Obesity is associated with a proinflammatory state in which adipose tissue becomes infiltrated with macrophages (16). To determine whether a loss of autophagy in adipocytes affected the macrophage inflammatory response to HFD, WAT from the 2 types of mice was examined by immunohistochemical staining for the macrophage-restricted cell-surface glycoprotein F4/80 (17). As expected, WAT from both ATG7F/F and ATG7F/F-aP2-Cre mice fed RD contained a few rare areas of cells staining positive for F4/80, indicating that significant macrophage infiltration did not occur in RD-fed animals irrespective of autophagic function (Figure 4F). With HFD feeding, sporadic positive staining was present in control mice (Figure 4F). In contrast, knockout mice fed the HFD had a marked increase in F4/80 staining (Figure 4F), suggesting that macroautophagy functions to prevent the development of HFD-induced adipose tissue macrophage infiltration.

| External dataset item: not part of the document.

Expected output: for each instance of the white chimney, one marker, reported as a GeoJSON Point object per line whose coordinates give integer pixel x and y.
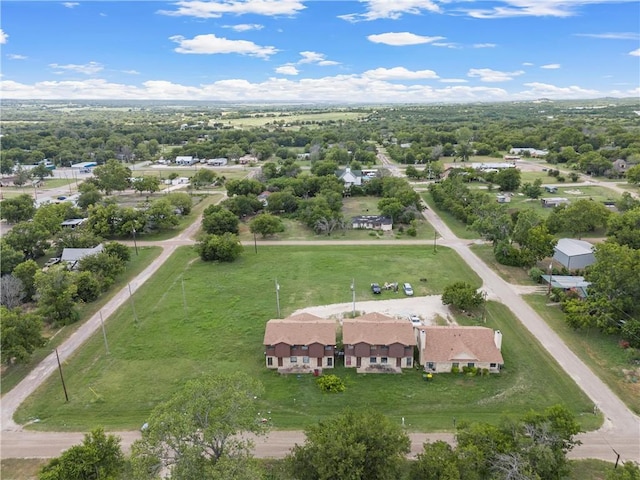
{"type": "Point", "coordinates": [497, 339]}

Loss of autophagy alters expression of adipocyte differentiation factors in WAT. To further determine whether WAT from Atg7-knockout mice had molecular as well as histological characteristics of BAT, levels of proteins differentially expressed in the 2 forms of adipocytes were examined by immunoblotting. BAT is specialized for thermogenesis, which is mediated by uncoupling protein 1 (UCP-1), and UCP-1 expression is restricted to brown adipocytes (18). UCP-1 was essentially undetectable in WAT from RD- and HFD-fed control mice by immunoblotting, but high levels were present in WAT from ATG7F/F-aP2-Cre mice (Figure 5A). PPARγ coactivator 1α (PGC-1α) regulates many of the differentiated features of brown fat, including UCP-1 expression and mitochondrial biogenesis (19). Low levels of PGC-1α were present in control mouse WAT, and levels increased in knockout mice (Figure 5A). Consistent with elevated levels of PGC-1α and electron microscopic findings of increased numbers of mitochondria, protein levels of the mitochondrial enzymes cytochrome oxidase and cytochrome c were markedly elevated in knockout mice as compared with control animals (Figure 5A). The elevated levels of UCP-1, PGC-1α, cytochrome oxidase, and cytochrome c in knockout mouse WAT were all intermediate between those in normal WAT and BAT (Figure 5B). Thus, in the absence of autophagy, significant numbers of the adipocytes in WAT acquired molecular as well as histological characteristics of brown adipocytes.

Loss of Atg7 alters the molecular characteristics of WAT and BAT.Figure 5

Loss of Atg7 alters the molecular characteristics of WAT and BAT. (A) Western blots of proteins from control and knockout mice fed RD or HFD. Cyt ox, cytochrome oxidase, cyt c, cytochrome c. (B) Western blots of protein samples from WAT and BAT of HFD-fed mice. (C) Immunoblots of protein isolates from WAT of young control and knockout mice. (D) Representative H&E sections of interscapular BAT. Scale bars: 50 μm; 20 μm (insets). (E) Western blots of BAT protein from RD- and HFD-fed mice.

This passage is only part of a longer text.